Galerkin approximation of linear problems in Banach and Hilbert spaces

Abstract

Abstract In this paper we study the conforming Galerkin approximation of the problem: find $u\in{{\mathcal{U}}}$ such that $a(u,v) = \langle L, v \rangle $ for all $v\in{{\mathcal{V}}}$, where ${{\mathcal{U}}}$ and ${{\mathcal{V}}}$ are Hilbert or Banach spaces, $a$ is a continuous bilinear or sesquilinear form and $L\in{{\mathcal{V}}}^{\prime}$ a given data.

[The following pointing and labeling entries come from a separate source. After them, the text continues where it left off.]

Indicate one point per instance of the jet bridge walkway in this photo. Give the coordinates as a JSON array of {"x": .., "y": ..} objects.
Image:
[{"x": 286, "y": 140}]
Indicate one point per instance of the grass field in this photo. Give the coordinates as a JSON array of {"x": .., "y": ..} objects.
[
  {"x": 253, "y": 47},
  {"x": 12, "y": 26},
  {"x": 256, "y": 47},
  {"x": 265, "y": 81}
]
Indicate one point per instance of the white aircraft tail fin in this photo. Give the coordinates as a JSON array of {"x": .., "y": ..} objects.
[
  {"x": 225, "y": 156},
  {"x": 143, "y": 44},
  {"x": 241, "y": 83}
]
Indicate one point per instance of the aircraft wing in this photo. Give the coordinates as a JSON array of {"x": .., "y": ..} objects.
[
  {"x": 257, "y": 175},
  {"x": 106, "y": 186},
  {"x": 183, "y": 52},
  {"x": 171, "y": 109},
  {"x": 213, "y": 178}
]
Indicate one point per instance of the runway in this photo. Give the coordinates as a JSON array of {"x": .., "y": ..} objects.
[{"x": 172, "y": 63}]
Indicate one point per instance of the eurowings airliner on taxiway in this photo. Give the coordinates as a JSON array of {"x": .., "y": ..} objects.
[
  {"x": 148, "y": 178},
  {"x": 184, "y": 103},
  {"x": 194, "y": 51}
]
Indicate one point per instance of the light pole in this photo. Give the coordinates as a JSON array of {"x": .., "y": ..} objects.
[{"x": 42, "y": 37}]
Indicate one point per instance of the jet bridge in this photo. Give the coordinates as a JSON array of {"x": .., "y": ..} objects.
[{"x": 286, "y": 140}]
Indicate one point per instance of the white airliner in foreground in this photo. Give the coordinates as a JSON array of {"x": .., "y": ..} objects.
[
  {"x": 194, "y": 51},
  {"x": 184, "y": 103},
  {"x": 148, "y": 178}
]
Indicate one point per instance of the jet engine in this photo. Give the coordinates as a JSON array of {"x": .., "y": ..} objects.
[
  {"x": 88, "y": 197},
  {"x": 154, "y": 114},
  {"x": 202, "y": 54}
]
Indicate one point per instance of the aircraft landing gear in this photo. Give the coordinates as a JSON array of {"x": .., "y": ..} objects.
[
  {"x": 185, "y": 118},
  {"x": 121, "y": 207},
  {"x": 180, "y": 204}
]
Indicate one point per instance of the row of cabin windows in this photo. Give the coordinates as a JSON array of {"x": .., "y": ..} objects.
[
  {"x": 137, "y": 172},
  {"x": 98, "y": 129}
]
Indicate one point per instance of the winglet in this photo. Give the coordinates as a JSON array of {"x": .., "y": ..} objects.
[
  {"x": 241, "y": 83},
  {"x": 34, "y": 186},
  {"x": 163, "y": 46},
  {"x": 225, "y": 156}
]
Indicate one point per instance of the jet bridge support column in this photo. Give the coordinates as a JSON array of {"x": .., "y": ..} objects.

The approximate solution is sought in a finite-dimensional subspace of ${{\mathcal{U}}}$, and test functions are taken in a finite-dimensional subspace of ${{\mathcal{V}}}$. We provide a necessary and sufficient condition on the form $a$ for convergence of the Galerkin approximation, which is also equivalent to convergence of the Galerkin approximation for the adjoint problem. We also characterize the fact that ${{\mathcal{U}}}$ has a finite-dimensional Schauder decomposition in terms of properties related to the Galerkin approximation. In the case of Hilbert spaces we prove that the only bilinear or sesquilinear forms for which any Galerkin approximation converges (this property is called the universal Galerkin property) are the essentially coercive forms. In this case a generalization of the Aubin–Nitsche Theorem leads to optimal a priori estimates in terms of regularity properties of the right-hand side $L$, as shown by several applications. Finally, a section entitled ‘Supplement’ provides some consequences of our results for the approximation of saddle point problems.